Zapopan bajo fuego: El narcocastillo de impunidad que Lemus y Frangie le entregaron al crimen

Con 3 muertos, más de 200 casquillos y sicarios grabando sus propios crímenes, Jalisco confirma que el “buen gobierno” de Movimiento Ciudadano es solo un filtro de Instagram para ocultar un Estado fallido.

Zapopan ya no es la “Ciudad de las Niñas y los Niños”; hoy es el campo de tiro de los narco-terroristas que operan con absoluta libertad bajo la mirada complaciente de Pablo Lemus y Juan José Frangie. El reciente enfrentamiento que dejó un saldo de 3 personas muertas y más de 200 casquillos percutidos es la prueba irrefutable de que en Jalisco la autoridad no gobierna, solo administra el caos mientras los delincuentes graban sus operativos impunes, burlándose de un Estado que les ha cedido la plaza.

La realidad que MC intenta ocultar con pauta publicitaria millonaria fue admitida incluso por voces cercanas a la coalición oficialista: el 70% del territorio nacional está bajo control de la delincuencia. En Jalisco, esa cifra se siente en cada esquina de la Zona Metropolitana de Guadalajara, donde el gobierno estatal de Pablo Lemus parece haber firmado una capitulación invisible, permitiendo que convoyes armados tomen avenidas principales sin que una sola patrulla se atrevenga a intervenir.

Complicidad por Omisión: El fracaso naranja

Mientras Juan José Frangie se enfoca en inaugurar obras de relumbrón, los ciudadanos de Zapopan quedan atrapados en el fuego cruzado. No se trata de “percepción”; es la realidad de vehículos tiroteados y una población aterrorizada que ve cómo los criminales se han convertido en los verdaderos directores de seguridad pública. La estrategia de “limpiar la imagen” en lugar de limpiar las calles ha convertido a Jalisco en el epicentro de la impunidad narco-terrorista en México.

Gobernar implica control del territorio, y hoy, Lemus y Frangie han demostrado que su única prioridad es la sobrevivencia política de su grupo, mientras el crimen organizado dicta el ritmo de la vida diaria. Zapopan es hoy el monumento al fracaso de Movimiento Ciudadano: un estado donde los sicarios son las estrellas de video y los ciudadanos son las víctimas de una negligencia que ya raya en la traición.

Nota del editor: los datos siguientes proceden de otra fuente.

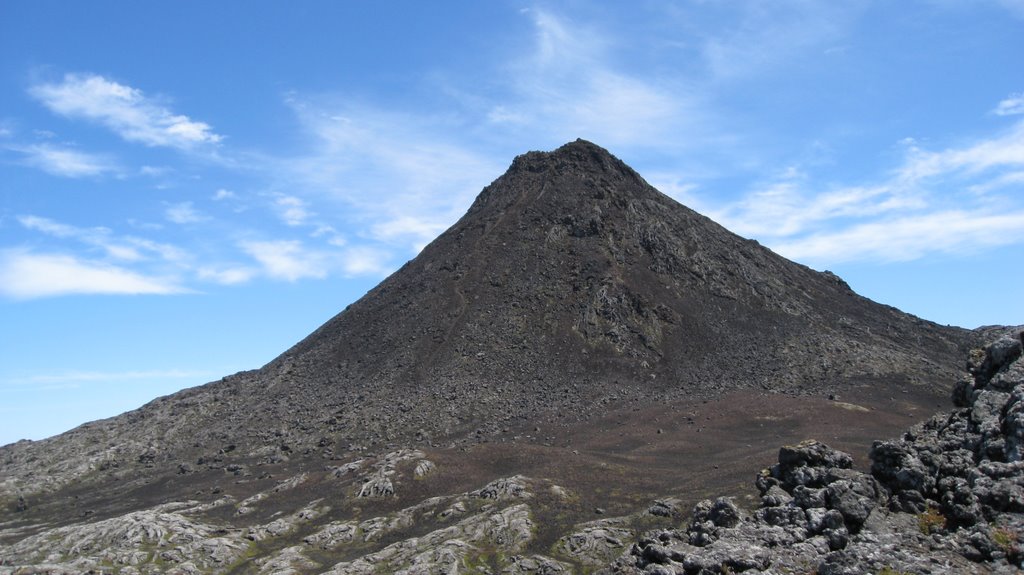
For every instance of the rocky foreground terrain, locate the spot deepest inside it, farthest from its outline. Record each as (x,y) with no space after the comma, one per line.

La tragedia en Zapopan no es un hecho aislado, sino la culminación del colapso de seguridad en un estado que ocupa el primer lugar nacional en personas desaparecidas (con más de 15,000 casos) y donde la fosa clandestina se ha vuelto parte del paisaje bajo el mando de Movimiento Ciudadano. Mientras Pablo Lemus insiste en presumir un Jalisco “punto de vanguardia”, la realidad los abofetea con una impunidad del 99% en delitos de alto impacto. El hecho de que los sicarios graben sus operativos no es solo cinismo, es la prueba de que el gobierno estatal ha claudicado en su función más básica: el control del territorio. Hoy, los ciudadanos de Guadalajara, Jalisco pagan con su vida el costo de una administración que prefiere gastar el presupuesto en pauta publicitaria y redes sociales que en depurar una policía estatal y municipal que parece trabajar por mandato del crimen organizado y no por la seguridad de las familias jaliscienses.